So I was in need of a makeover.

Since fashion and beauty didn’t come to me easily, I needed to get studying. I read all the magazines, studied all the beauty blogs, and watched countless hours of YouTube tutorials – which all promised they’d have me looking like a total glamour.

Once I consumed all of these beauty tips, it became apparent that there were two hurdles standing between me and the model-like self I wanted to become.

Problem one: all of these beauty products cost a lot of money, and being a student, I didn't have any.

Problem two: I’d only just arrived home from volunteering in a Cambodian orphanage. Our toilet was a hole in the ground. We showered from a nearby well. We slept under mosquito nets. Prior to this trip, I already looked more like a gremlin than a teenage girl. But after 5 weeks of living this rough lifestyle, my boyfriend project looked near impossible.

In fact, when I arrived home after this volunteer trip and stepped in front of the bathroom mirror for the first time, I gasped in fright when I saw my reflection. It was like a horror scene. It would take an army of beauty bloggers to fix me up. Every part of me looked tragic, but the worst of all was my hair.

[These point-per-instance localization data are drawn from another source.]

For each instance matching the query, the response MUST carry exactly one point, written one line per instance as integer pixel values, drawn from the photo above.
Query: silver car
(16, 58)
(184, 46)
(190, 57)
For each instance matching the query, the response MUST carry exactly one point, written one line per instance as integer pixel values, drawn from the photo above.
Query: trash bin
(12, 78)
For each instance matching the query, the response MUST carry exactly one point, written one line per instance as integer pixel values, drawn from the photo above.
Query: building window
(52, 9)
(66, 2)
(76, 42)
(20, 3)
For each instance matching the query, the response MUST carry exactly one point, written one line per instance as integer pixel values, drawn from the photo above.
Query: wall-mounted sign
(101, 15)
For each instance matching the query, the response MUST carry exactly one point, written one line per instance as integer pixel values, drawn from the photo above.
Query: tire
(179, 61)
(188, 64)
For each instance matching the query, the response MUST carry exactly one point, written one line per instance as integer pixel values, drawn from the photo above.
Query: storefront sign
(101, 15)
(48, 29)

It needed immediate revival, and whatever method I chose, it needed to be completely free.

So I turned to my trusty friend Google for help.

Google led me to an egg hair treatment. According to the reviews, this treatment would have me looking like a goddess. I quite fancied looking like a goddess, so I raced to the fridge and pulled out a carton of eggs.

After whisking six large eggs into a gooey paste, I spread it through my long black hair and left it a while to soak in and do its thing.

Unfortunately, I’m someone who hates reading instructions. I never read them. I haven’t got time for that. So, like usual, I just skimmed past the instructions. Yep, yep, yep, easy, easy, whatever. After twenty minutes or so, I jumped in the shower to wash it out.

That’s when things went wrong.

Horrendously wrong.

As I stood beneath the hot water, I began to see thick chunks of egg form in my hair. What the fuck? In extreme panic, I grabbed my phone and furiously scrolled through the article again. And that’s when I saw it. The warning: HAIR MUST BE WASHED IN COLD WATER OTHERWISE THE EGG WILL COOK.

Cook?

Cook!

I have six motherfucking eggs cooked in my hair!

I tried to remain calm but I couldn’t. No matter how much shampoo I put in my hair, the egg wouldn’t budge. It was stuck. I was an omelette head. The only thing worse than the look was the smell. I was a walking fart.

For the next week, I kept a pretty low profile. I continued to find clumps of rotten egg in my hair and, despite going through half a bottle of perfume, I stunk worse than I could have ever imagined possible.

And when I looked in the mirror, I did not see a goddess. Instead, I saw the image of failure staring back at me.